HITOM@KU―ヒトマク―

湖ノ上茶屋(コノウエサヤ)

#001


「やっほー! 待った? もう、電車遅延して焦ったぁ。あ、ねぇねぇ……どうかな、この帽子。似合ってる?」

 いつもは帽子なんか、かぶらない。

 ヘアアクセもつけない。

 でも、今日はちょっとイメチェンしたくて、珍しく帽子をかぶってみたんだ。

 なんで帽子にしたかって?

 そりゃあ、もしも「似合ってない」って言われちゃったら、すぐに外せちゃうから。

 アクセだったら、すぐ外せないと思ったから。


「ねぇ、どうなの? ねぇ、ねぇ」

 返事を急かす。

 でも、あなたは「うーん」ってうなったっきり、何も言わない。

 何か考えてる顔。

 なんだかなぁ。

 こんなに待たされるってことはさ、なんか、似合ってないんだろうなぁ、なんて思っちゃう。

 もう、返事を待たないで、外しちゃおっかな。


 帽子に手を伸ばす。

 両手で帽子の端っこを、ちょこっと掴んだ。

「待って」

「何を?」

「ああ、いや……。

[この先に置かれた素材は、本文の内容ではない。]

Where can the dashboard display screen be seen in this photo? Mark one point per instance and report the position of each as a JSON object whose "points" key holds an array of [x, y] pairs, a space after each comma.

外そうとしてる気がして」

 外しちゃダメってこと?

 つまり、どういうこと?

 似合ってないってわけじゃ、ないのかな。


 ふわわ、って、冷たい風が頬を撫でた。

 ふわわ、って、チョコの香りが鼻をくすぐる。

 ふわわ、って、帽子から出てる髪の毛が踊った。

 かぶってるところは、あったかい。

 ああ、オシャレとかイメチェンとか、そんなこと考えないで、ただ〝あったかいから〟ってかぶるのも、いいかもね。


 あなたはひたすら、黙ってる。

 耳が暇だから、目を動かした。

 ああ、あそこ。あそこでホットチョコレートを売ってるみたい。

 なるほど、だからチョコの香りがするんだな。

 ふわわ、ってまた、冷たくて甘い風。

 いいなぁ、美味しそう。

 っていうか、すっごく、あったかそう。


 ホットチョコレートの看板を指差しながら、あたしはあなたの顔を見て、

「ねぇ、あれ飲みたい!」

 言いながら、あたしは不思議に出会った。

 あなたのほっぺが、ポッと赤いの。

 風が冷たいから?

 それとも?


「いいね、買いに行こう」

 あなたはようやく、口を開く。

 あたしの頭の上の話は、置いてけぼりだ。


 ホットチョコレートを口に含む。

 甘い香りが優しい気持ちを膨らませてくれる。

 からだの中から、あたたかさが広がっていく。

 あなたのほっぺは、いっそう赤い。

「ねぇ、ほっぺが赤いけど……寒かった? これ、あったかいね。甘いし、美味しいし。いいの見つけたぁ」

「そう、だね」


 すっかりどこかへ飛んでった、あたしの頭の上の話。

 それはホットチョコレートが空になった頃に、お出かけしていた鳥がちょこん、と肩に帰ってくるように、ふわわ、と舞い戻る。

「それ」

「ん?」

「すごく、似合ってる。かわいい」

 赤はじゅわりと濃くなって、赤に負けない、笑顔が咲いた。


 またこのほっぺに出会うために、何をしようかなって考え事が、頭の中でグルグルしてる。

 からだも心も、ポカポカしてる。

 未来を描いて、ワクワクしてる。


 心が足を弾ませる。

「もう、置いてかないでよ」

「えへへ」

 スキップしてるあたしを見て、あなたは微笑む。

 あなたの足も軽やかに前へ、あたしの方へと動き出す。